S’il advient que le NIMBY révèle des égoïsmes ou des situations créant des préjudices difficilement supportables, il arrive aussi qu’il relève d’oppositions suscitées par la crainte irraisonnée de voir évoluer un cadre de vie.
Bastia est gagnée d’une fièvre contestataire. Les uns s’opposent à la réalisation d’une route. Les autres s’insurgent contre le projet de requalification d’un quartier ancien. La résistance s’organise contre l’implantation de populations pauvres à proximité de coquettes villas. Des riverains tempêtent contre les nuisances qu’occasionne le monde de la nuit. Des propriétaires dénoncent la construction d’un hôtel au prétexte qu’elle cacherait la vue sur la mer depuis leurs fenêtres. Il est certain que des habitants se sentent concernés par la vie de la cité et s’investissent pour exposer des doléances légitimes ou proposer des solutions raisonnables. Il est avéré que la municipalité bastiaise, qui ne démérite guère en matière de réalisations, n’excelle pas toujours en matière de concertation. Enfin, il est probable qu’un activisme politique pousse à amplifier, structurer et médiatiser les mécontentements. Cependant, je soupçonne le NIMBY (Not in my backyard, Pas dans mon jardin) - phénomène d’opposition de populations riveraines à toute implantation ou extension d’équipements ou activités – de représenter la cause majeure de la multiplication des refus et des colères. Les uns le jugent positivement. Ils y décèlent l’émergence d’une citoyenneté active, le souci d’un environnement préservé et l’exigence d’une qualité du cadre de vie. Les autres le condamnent. Ils y voient la manifestation d’un individualisme et un refus d’assumer les contraintes propres à toute vie sociale. A mon sens, il convient de ne pas le considérer selon une vision manichéenne. S’il advient qu’il révèle des égoïsmes ou des situations créant des préjudices difficilement supportables, il arrive aussi qu’il relève d’oppositions suscitées par la crainte irraisonnée de voir évoluer un cadre de vie. Comme ce fut le cas, il y a quelques années, lors du réaménagement de la rue César Campinchi.
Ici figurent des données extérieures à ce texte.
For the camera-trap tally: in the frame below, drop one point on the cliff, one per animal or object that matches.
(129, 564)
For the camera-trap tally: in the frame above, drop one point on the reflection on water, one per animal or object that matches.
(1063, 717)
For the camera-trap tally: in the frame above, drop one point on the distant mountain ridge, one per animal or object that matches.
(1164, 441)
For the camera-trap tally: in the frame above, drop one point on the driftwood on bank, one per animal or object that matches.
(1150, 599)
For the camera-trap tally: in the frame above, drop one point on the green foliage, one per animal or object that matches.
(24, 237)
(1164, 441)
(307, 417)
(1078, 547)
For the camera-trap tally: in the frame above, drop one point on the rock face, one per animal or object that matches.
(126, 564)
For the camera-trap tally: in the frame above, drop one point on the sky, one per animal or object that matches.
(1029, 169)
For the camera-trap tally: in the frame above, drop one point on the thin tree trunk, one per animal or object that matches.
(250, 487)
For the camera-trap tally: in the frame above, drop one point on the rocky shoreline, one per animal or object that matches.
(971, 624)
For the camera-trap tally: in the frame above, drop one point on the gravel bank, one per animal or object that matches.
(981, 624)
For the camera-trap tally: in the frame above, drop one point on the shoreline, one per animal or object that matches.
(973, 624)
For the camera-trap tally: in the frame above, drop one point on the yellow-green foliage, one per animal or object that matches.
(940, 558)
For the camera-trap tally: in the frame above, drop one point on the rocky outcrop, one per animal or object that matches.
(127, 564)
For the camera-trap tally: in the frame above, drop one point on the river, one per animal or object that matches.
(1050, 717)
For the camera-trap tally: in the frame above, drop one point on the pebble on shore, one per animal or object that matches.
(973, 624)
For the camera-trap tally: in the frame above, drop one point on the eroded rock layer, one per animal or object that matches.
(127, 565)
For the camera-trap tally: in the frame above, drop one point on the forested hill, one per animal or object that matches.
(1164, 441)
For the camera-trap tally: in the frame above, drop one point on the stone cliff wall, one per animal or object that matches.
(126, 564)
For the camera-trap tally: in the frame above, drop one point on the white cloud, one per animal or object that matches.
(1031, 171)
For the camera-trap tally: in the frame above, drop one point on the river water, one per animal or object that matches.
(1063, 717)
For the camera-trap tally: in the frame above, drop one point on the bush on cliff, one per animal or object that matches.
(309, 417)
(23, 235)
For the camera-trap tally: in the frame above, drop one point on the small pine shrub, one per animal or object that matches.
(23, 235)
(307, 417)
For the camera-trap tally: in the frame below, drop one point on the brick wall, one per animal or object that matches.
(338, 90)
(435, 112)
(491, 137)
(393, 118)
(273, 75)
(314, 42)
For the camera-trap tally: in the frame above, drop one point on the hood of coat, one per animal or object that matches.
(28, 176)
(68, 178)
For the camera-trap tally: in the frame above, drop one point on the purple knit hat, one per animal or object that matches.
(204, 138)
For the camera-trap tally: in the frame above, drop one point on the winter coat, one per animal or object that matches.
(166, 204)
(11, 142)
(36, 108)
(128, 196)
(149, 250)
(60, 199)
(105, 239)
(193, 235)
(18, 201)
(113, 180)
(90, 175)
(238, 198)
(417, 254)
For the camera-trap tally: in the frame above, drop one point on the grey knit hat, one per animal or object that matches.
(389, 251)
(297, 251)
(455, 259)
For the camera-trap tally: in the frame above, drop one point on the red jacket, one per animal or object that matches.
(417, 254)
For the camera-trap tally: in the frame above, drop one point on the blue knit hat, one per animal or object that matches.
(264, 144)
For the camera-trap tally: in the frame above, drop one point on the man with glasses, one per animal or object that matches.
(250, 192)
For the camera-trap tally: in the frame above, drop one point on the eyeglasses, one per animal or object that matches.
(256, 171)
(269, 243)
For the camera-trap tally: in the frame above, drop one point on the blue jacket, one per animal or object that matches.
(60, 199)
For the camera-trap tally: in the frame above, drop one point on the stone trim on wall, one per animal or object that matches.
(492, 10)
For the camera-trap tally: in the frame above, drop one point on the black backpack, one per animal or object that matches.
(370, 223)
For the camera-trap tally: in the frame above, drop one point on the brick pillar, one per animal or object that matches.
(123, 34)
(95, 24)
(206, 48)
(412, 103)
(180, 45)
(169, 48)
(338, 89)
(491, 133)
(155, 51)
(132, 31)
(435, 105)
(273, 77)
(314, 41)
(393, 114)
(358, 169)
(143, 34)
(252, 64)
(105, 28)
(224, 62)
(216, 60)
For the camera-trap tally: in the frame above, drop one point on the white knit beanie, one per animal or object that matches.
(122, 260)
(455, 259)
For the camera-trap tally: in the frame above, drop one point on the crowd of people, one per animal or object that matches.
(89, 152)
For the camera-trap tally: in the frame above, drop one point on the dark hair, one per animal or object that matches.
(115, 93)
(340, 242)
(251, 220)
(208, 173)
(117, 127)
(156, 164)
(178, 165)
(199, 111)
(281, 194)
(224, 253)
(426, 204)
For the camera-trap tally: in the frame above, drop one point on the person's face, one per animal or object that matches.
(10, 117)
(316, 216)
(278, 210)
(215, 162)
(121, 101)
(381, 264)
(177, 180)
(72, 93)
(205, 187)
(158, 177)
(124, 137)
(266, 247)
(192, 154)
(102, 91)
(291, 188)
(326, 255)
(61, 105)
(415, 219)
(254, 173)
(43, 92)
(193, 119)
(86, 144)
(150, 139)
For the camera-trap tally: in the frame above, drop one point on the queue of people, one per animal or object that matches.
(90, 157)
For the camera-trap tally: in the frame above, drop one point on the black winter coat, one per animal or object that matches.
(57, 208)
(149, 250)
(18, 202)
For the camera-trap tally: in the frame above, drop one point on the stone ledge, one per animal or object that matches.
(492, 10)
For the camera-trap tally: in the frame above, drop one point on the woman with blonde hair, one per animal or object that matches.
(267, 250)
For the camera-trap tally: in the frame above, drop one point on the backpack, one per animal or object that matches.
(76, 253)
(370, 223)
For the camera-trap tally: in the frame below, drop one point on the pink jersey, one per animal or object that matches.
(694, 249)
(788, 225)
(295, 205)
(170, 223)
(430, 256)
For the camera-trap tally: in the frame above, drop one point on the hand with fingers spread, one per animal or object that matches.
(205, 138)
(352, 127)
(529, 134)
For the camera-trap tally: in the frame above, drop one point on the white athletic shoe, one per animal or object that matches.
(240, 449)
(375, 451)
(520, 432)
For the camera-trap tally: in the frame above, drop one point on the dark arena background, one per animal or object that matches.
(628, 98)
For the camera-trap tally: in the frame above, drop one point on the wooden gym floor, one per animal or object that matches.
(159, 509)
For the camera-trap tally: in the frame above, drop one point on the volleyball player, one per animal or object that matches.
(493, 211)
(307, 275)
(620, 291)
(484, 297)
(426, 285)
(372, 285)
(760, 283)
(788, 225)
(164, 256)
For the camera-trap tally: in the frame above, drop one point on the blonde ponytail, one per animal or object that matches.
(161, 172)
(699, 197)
Le NIMBY de la rue César Campinchi
Au début du mois, les villageois sont venus par car, faisaient la prospérité des restaurants et des commerces de cette artère bastiaise. Un jour, les cars ne sont plus venus, la démocratisation de l’automobile ayant réduit la nécessité de recourir à ce mode transport. Alors les villageois se faisant rares, des restaurants et des boutiques ont fermé. Puis l’automobile est devenue envahissante et invivable. Rue César Campinchi, les automobilistes avançait par à coups sur fond de concert d’avertisseurs et d’invectives. Une fois la journée avancée, ils ne pouvaient même plus stationner quelques minutes sans occasionner de gêne. Les commerçants se plaignaient, assurant que le stationnement anarchique et la circulation paralysée, mais également des trottoirs étroits au pavement inégal dissuadaient le client de s’aventurer dans leur rue Les riverains se lamentaient car les pots d’échappement asphyxiants, les klaxons vociférants et les carrosseries à perte de vue n’avaient rien d’engageant, et représentaient autant de facteurs de dépréciation des appartements. Pour remédier à tout cela, la municipalité a proposé un plan mettant en cohérence une offre de places de parking à proximité, une desserte de la rue par un minibus navette, une dynamisation du stationnement et de la circulation, un élargissement et un repavement des trottoirs, la plantation d’arbres. Or, il s’est alors trouvé un comité pour dénoncer ce plan. Il a depuis disparu et ceux qui s’en réclamaient, se gardent bien de rappeler à leurs concitoyens qu’ils en étaient et étaient habités par le NIMBY. Cela se comprend car, rue César Campinchi, c’est presque le Paradis. Les restaurants et les boutiques revivent. Le soir venu, les terrasses de bars accueillent les amateurs d’After work. Les passants déambulent sur des trottoirs repavés et élargis. Grâce aux arrêts-minutes, les automobilistes s’arrêtent quelques instants pour effectuer des achats. Enfin, les riverains apprécient un environnement où l’arbre a refait son apparition et où une circulation automobile plus fluide occasionne moins de bruit et de rejets polluants.